Лев Славин - Ударивший в колокол
Наташа сидела в углу и вязала, она была в одном из своих — довольно редких — «домоседских» настроений.
Огарев поначалу бренчал на фортепьяно что-то не совсем внятное, импровизировал, что ли. Герцен, который любил определенность во всем, морщился и, не выдержав наконец, попросил его:
— Почитал бы ты нам лучше, Ник.
Огарев опустил на клавиши крышку. Кажется, не без досады. Повернулся на вертящемся табурете.
— Право, не знаю, — сказал он вяло, — нового у меня ничего нет.
Наташа тихо вздохнула. Она знала, что это неправда. Огарев писал каждый день. И помногу. Стих струился из-под его пера легко, иногда безудержно, в привычных берегах. Он почти не марал написанного. И почти всегда писал о прошлом. Он поэт воспоминаний. Память преподносила их растроганно, но, считала Наташа, от времени несколько усохшими и потому отвлеченными.
— Прочти из старого, — предложил Герцен. — Знаешь что? Мое любимое «Ноктурно». Я готов слушать его без конца.
Не вставая с табурета, скрестив руки на груди и глядя куда-то поверх голов, Огарев принялся читать:
Я ждал — знакомых мертвецов
Не встанут ли вдруг кости,
С портретных рам, из тьмы углов
Не явятся ли в гости?
И страшен был пустой мне дом,
Где шаг мой раздавался,
И робко я внимал кругом,
И робко озирался.
Тоска и страх сжимали грудь
Среди бессонной ночи,
И вовсе я не мог сомкнуть
Встревоженные очи.
Герцен подошел к Огареву и обнял его. Тхоржевский тотчас зааплодировал. Всегдаев несмело присоединился к нему.
Наташа подумала:
«Это действительно может пленить мелодичностью, которой так часто не хватает его поэзии».
Она поддела спицей очередную петлю и прибавила мысленно:
«И музыке».
Нет, она положительно не была поклонницей его талантов.
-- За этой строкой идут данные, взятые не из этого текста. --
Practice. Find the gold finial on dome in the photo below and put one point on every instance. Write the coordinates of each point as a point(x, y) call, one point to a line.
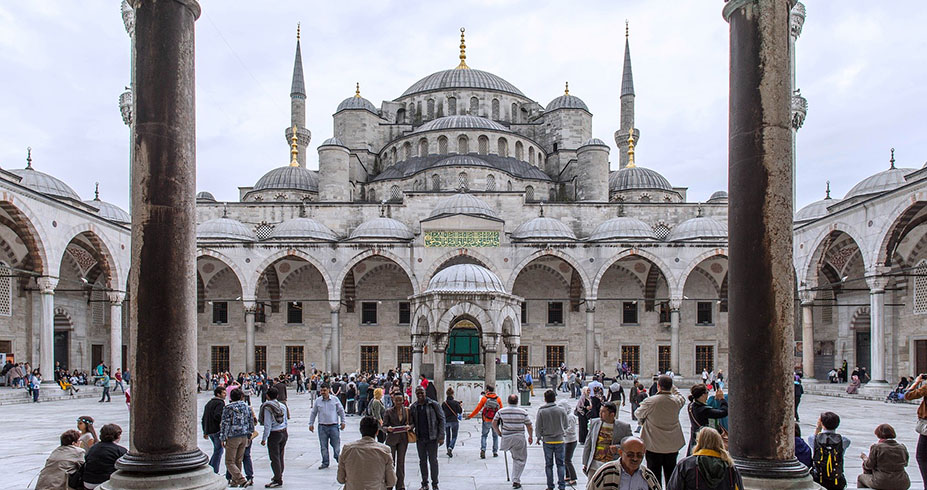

Фортепианные миниатюры, которые вслед за тем стал играть Огарев, тоже не правились ей, вальсы не танцевальны, мазурки вялы. Романсы — он положил на музыку и свои стихи, и чужие и сам подпевал себе — походили, по мнению Наташи, на рифмованную прозу.
И вдруг она вздрогнула. Полно! Огарев ли это? Даже дребезжащий голос его наполнился каким-то неземным звучанием. И не одной ей так показалось. Герцен, казалось, готов был сорваться со стула, Тхоржевский смотрел на Огарева зачарованными глазами. Даже смирный Всегдаев был явно возбужден.
Удивительная музыка! Она как-то возвышалась сама над собой. Она переходила в откровение. Она выхватывала в звуках своих самое драгоценное из смутного дрожания жизни.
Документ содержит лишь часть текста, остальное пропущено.